Gleich mal zu Beginn eine grundsätzliche Kritik: Das hin und her springen in der Zeit im Sinne von "3 Stunden früher" trägt nicht zur Spannung eines Romans bei - ganz im Gegenteil, da Geschehnisse vorweg genommen werden. Das werde ich demnächst bei der Leser-Email-Tante mal vorbringen.
Zu Beginn wird klargestellt, daß wir mit dem E-Rhodan (E für Enceladus) kein negatives Alter Ego kennenlernen wie im Zyklus "Das Kosmische Schachspiel" sondern jemanden, der wohl deckungsgleich mit Rhodan Humanist ist, der sogar seine Folterknechte zu retten bereit ist. Damit dürfte Herr von Aures noch seine Schwierigkeiten bekommen. In meinem Fanroman ist E-Rhodan (Rhodan2 wie ich ihn dort nenne) ja letzten Endes zur LFG übergelaufen.

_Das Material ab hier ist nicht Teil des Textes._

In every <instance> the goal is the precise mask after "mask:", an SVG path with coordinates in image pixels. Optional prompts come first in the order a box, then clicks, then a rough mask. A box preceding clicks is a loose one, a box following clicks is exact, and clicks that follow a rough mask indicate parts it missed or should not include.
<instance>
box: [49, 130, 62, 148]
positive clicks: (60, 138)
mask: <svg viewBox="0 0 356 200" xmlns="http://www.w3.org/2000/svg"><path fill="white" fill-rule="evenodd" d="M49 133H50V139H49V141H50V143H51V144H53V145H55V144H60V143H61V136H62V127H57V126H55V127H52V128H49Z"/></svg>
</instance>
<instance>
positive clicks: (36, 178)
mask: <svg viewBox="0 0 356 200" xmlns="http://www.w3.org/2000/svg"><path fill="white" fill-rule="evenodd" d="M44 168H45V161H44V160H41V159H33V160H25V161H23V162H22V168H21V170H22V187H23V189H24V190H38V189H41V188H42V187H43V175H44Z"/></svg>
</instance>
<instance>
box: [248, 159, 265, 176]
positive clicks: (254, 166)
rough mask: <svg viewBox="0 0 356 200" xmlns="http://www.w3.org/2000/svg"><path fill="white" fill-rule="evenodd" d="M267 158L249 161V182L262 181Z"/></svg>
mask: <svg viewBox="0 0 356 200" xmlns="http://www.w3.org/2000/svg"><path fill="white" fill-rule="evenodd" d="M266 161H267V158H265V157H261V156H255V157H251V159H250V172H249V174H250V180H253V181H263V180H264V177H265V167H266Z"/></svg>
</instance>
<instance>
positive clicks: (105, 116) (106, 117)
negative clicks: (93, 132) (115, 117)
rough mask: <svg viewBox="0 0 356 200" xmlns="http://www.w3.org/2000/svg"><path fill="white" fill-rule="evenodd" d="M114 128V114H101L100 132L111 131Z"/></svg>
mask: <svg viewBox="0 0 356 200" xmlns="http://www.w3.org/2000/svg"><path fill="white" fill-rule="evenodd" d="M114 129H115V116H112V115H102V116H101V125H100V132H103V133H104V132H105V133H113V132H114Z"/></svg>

Auf S.16re.Sp.u. werden die Ziele/Beweggründe des Multimutanten als deckungsgleich mit den Anklagen der Thoogondu dargestellt. Ist Adam somit ein Beauftragter der Thoogondu???
Ab S.24 kommt ein Murder-Mystery-Plot hinzu, der Autor scheint flexibel zu sein. Murder Mysteries sind meine Leibspeise. Leider wird zu früh aufgedeckt, daß eine pilzinfizierte arkonidische Soldatin die Killerin ist.
Die Rißzeichnung in der Heftmitte ist sehr gut gelungen! Erinnert mich an ein aufgemotztes und tiefergelegtes Batmobil! Da mach ich mir ein Poster draus!
Bei Deinen Spekulationen schwirrt mir einigermaßen der Kopf. Könnte es sein, daß auf Last Hope (der Originalroman aus dem Aphiliezyklus mit den Marschiere-Viels und Atlans Erlebnissen mit diesen ist einer meiner Lieblings-Romane der gesamten Serie) daran geforscht wird, die ES-Eiris neu zu erzeugen damit ES zurückkehren kann???
Der Techno-Mahdi hat die LFG bereits infiltriert, da lag ich letzte Woche nicht so ganz daneben.
Wie geht es jetzt weiter? Ehrlich gesagt bin ich gespannt, der Teil-Zyklus ist wieder spannender geworden, sodaß ich nicht gedenke nochmals auszusteigen und weil es ein Doppelroman ist muß ich notgedrungen auch das nächste Heft von VT kaufen, hoffentlich verschont sie uns mit surillen Nebenfiguren.

Weiter geht's mit meiner
Fan Fiction Teil 11:

Sie wurden von einem Kommittee begrüßt. Der Konferenzraum war zweckmäßig eingerichtet, blaue Farben herrschten vor und er lag im obersten Stockwerk des Wolkenkratzers, man sah den Schutzschirm, der die gesamte submarine Stadt überspannte aus der Nähe. Er befand sich vielleicht fünfzig Meter oberhalb des Wolkenkratzers, dahinter war das Wasser des Ozeans, dunkel und fast undurchdringlich für menschliche Augen, viele Kilometer unterhalb der Oberfläche. Gerade schwamm ein gewaltiges Tier vorbei. Reflexe des selbstleuchtenden Schirms, der gerade die Helligkeit eines Sonnenuntergangs simulierte, zeichneten sich auf der glatten Haut des Meeresbewohners ab, der einem terranischen Blauwal durchaus nicht unähnlich war. Die Evolution fand oft gleiche Antworten auf ähnliche Fragen wie Umweltbedingungen, wobei es sich hier um einen Kiemenatmer handeln mußte, Atlan konnte sich nicht vorstellen, daß er zum atmen mehr als zehn Kilometer aufsteigen würde. Durch die Fensterfront waren auch ausgedehnte Parkanlagen zu sehen und sogar einen Wald glaubte Atlan am Horizont zu entdecken, die Cantaro mußten Flora und Fauna anderer Planeten hier angesiedelt haben, denn auf der Oberfläche des Planeten gab es außer dem recht kleinen Ozean sonst nur staubtrockene Wüste.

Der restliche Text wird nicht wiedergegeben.